Robert, sharing one's practice is always a little bit tricky, but broadly speaking how do people in your tradition/lineage practice?
I gather there is study and contemplation of the teachings in the course of everyday life and this leads to wisdom. Could you correct/elaborate on that please?
You mean we quasi sokka gakkai
No rules in this regard. I know a close friend of Sujins who is around her almost daily who wears white, and keeps eight precepts, who does nothing almost except things related to study and propagation of Dhamma. Or many monks go to listen and discuss in Bangkok.
Or someone like Nina van Gordon who devotes her life to writing brilliant books on Dhamma, whose idea of taking a break is switching on the radio (when she is in Bangkok,or mp3 when in holland)and listening to a few hours of recordings about the links in patticasamupada , in Thai language!
Then there are people like me who read Dhamma books from time to time, and who enjoy Dhamma discussions occasionally. Yet who spend more time in coffee shops, at work, with family , living a very mundane life, than they do in outright Dhamma situations. And I think truth of what theBuddha taught seems to reveal itself often in any situation..
Personally I don't find it a good idea to have a deep divide between "Dhamma activity" and "mundane activity". But as a matter of practicality it was only after some years and a few dozen retreats that I realized that the mundane can be practice and practice is also sometimes very mundane!
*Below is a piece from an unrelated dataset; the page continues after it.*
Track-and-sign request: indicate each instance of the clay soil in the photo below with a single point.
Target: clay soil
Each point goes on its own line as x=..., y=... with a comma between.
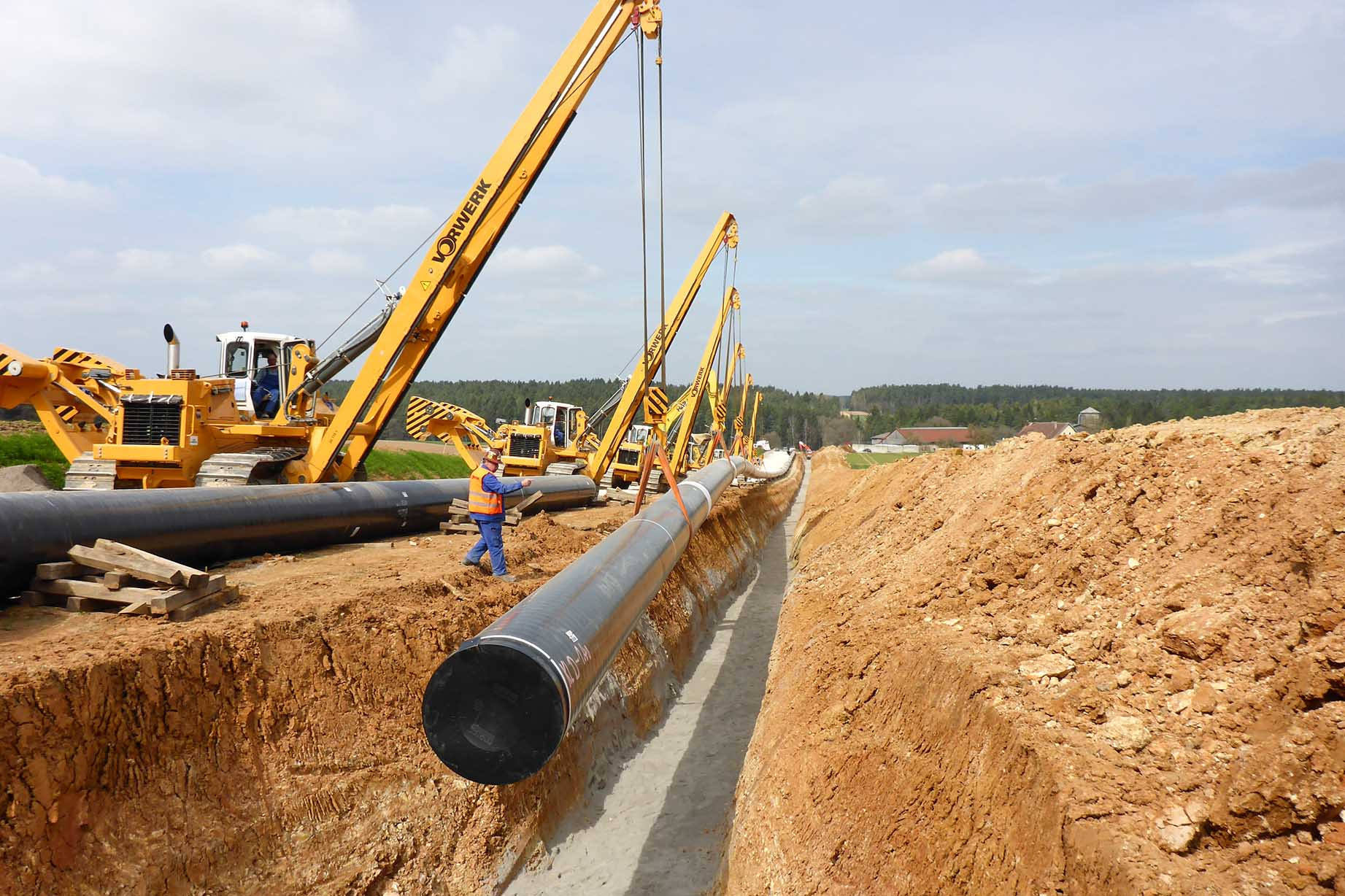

As for "And I think truth of what theBuddha taught seems to reveal itself often in any situation.." I couldn't agree more.
Mr Man wrote:What I find most interesting about robertk's practice is that it seems to be essentially faith based.
My main problem with this approach to practice is that it seems to be very light.
I mean we are all experts in samsara and dedicate a great deal of energy to its propagation. The momentum of samsara, ie the mental patterns that keep it going is very strong. It seems to me that to reverse this momentum takes quite a bit of effort usually, whether we look at the Buddha or other great masters, it doesn't usually come easy.
So pouring energy into Dhamma practice is a commitment to going upstream from samsara and with informal practice like Robert describes, I don't see how this could happen. At least not without some amazing cultivation in past lifetimes.
PS. I confess that dispensing with meditation is also strange to me and I can't quite fathom how the teachings can really penetrate without mental cultivation that happens in meditation. But on the other hand, there are different Dhamma doors and I don't doubt that one can go a long way without formal meditation practice as we normally think of it.